Victoria Beckham, who moved back to London a few months ago, on Sunday sent out a ready-to-wear collection for next winter infused with British flair -- tweed, plaid and her first attempt at knitwear.
Her footballer husband David, who will start training with his new team Paris Saint-Germain on Wednesday, cheered on his wife as usual from the front row under the marble arches in the New York Public Library.
The 38-year-old Beckham wowed her fans with a sophisticated show that had a decidedly masculine edge -- what the former Posh Spice called "mannish modernity."
Knit turtlenecks graced several outfits, including one sleek sleeveless dress that paired a plunging neckline with prim checked tweed. Hemlines were mostly below the knee. Pointy-toed ankle boots finished off most looks.
Beckham maintained her signature form-fitting silhouette, but rounded out the shoulders and offered a few boxy overcoats, in gray with blue accents.
Her color palette was mainly muted, in black, gray, brown and beige, but she livened up the collection with pops of canary yellow and electric blue.
While Beckham said she missed living in the United States, having spent more than five years in Los Angeles, she admitted she was happy to be back in London.
"It's been a lot easier because I am not doing so much travelling," she told reporters after the show.
"The fact that I don't have to travel and I can be there every minute has been great, because there is a lot of newness for us this season."
"You can see how everything is super-refined... you can see the heritage fabrics that we used. We used them in a very modern, cool, sexy way," she said.
Beckham said even though she was in London full-time, she would continue to show her collections in the Big Apple, where she started in 2008. And she told AFP she was "very excited about spending more time in Paris."
American Derek Lam offered a bit of comfort to a frozen Big Apple after Friday's major snowstorm with a luxurious modern mix of suede, lace and fur, including a collection of sumptuous capes in leather and cashmere.
Winter white, navy blue, camel, burgundy and black are the colors of next winter for Lam, one of many Asian-American designers who show in New York, along with Alexander Wang, Phillip Lim and Thakoon Panichgul.
In a Chelsea loft, French designer Catherine Malandrino -- who has lived in New York for nearly 15 years -- unveiled a collection with an Art Deco vibe, mainly in black with hints of earthy fennel green and garnet red.
"I wanted to recapture that kind of retro elegance, but with very simple, clean lines," Malandrino told AFP.
At Lincoln Center, Diane von Furstenberg -- the queen of the wrap dress -- offered a decidedly "glam rock" show full of "effortless glamour."
"Life's a party," she explained, offering up fluid printed silk dresses in fuchsia or turquoise, slim pantsuits and glittering gold trousers.
For Thakoon Panichgul, next winter will be light and airy.

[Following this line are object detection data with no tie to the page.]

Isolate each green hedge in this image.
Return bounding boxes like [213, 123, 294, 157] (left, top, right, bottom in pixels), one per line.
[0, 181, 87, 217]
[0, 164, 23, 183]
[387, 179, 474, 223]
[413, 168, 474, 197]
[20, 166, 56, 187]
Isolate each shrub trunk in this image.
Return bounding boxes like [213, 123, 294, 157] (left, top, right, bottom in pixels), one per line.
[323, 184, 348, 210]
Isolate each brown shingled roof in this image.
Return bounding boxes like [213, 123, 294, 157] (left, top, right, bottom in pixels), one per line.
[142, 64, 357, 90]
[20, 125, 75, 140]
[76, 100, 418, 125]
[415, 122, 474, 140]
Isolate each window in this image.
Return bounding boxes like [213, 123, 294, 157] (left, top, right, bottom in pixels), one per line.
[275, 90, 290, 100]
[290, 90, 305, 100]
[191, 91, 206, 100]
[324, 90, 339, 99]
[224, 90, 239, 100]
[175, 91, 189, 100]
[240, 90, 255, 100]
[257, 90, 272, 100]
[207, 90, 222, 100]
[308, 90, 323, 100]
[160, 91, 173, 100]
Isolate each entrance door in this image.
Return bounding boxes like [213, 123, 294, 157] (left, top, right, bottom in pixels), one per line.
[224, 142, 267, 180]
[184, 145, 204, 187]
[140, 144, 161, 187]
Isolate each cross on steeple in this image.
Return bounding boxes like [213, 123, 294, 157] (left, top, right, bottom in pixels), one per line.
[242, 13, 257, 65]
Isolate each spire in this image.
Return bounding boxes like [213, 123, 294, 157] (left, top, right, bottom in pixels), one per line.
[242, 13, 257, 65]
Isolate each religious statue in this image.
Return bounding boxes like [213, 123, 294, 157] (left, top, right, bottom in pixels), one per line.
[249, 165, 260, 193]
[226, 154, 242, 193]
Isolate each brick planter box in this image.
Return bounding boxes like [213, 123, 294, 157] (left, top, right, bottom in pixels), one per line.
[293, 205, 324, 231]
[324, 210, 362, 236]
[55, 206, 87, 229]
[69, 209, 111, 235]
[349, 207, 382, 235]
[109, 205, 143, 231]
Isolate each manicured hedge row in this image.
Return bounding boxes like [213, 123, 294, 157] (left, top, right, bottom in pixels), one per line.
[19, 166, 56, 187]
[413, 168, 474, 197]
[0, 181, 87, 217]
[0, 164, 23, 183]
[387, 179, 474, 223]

The Thai-American designer injected a breath of spring into his collection, combining pastels with wintry fur, and sending out optimistically sleeveless heavy knit tops.
"I wanted to do something that was about summer and winter mixed together," he said.
Japan's Yohji Yamamoto unveiled his Y-3 diffusion line in a massive Manhattan warehouse -- an ideal backdrop for an audacious collection of urban chic, full of asymmetrical cuts and deconstructed lines.
Black dominated the line, even if apple green shorts or a shirt served as a reminder that spring would soon return.
New York Fashion Week, which runs through Thursday, features more than 300 shows and presentations of autumn-winter collections for 2013-14.
It is the start of a month-long style marathon, with shows in London, Milan and Paris to follow.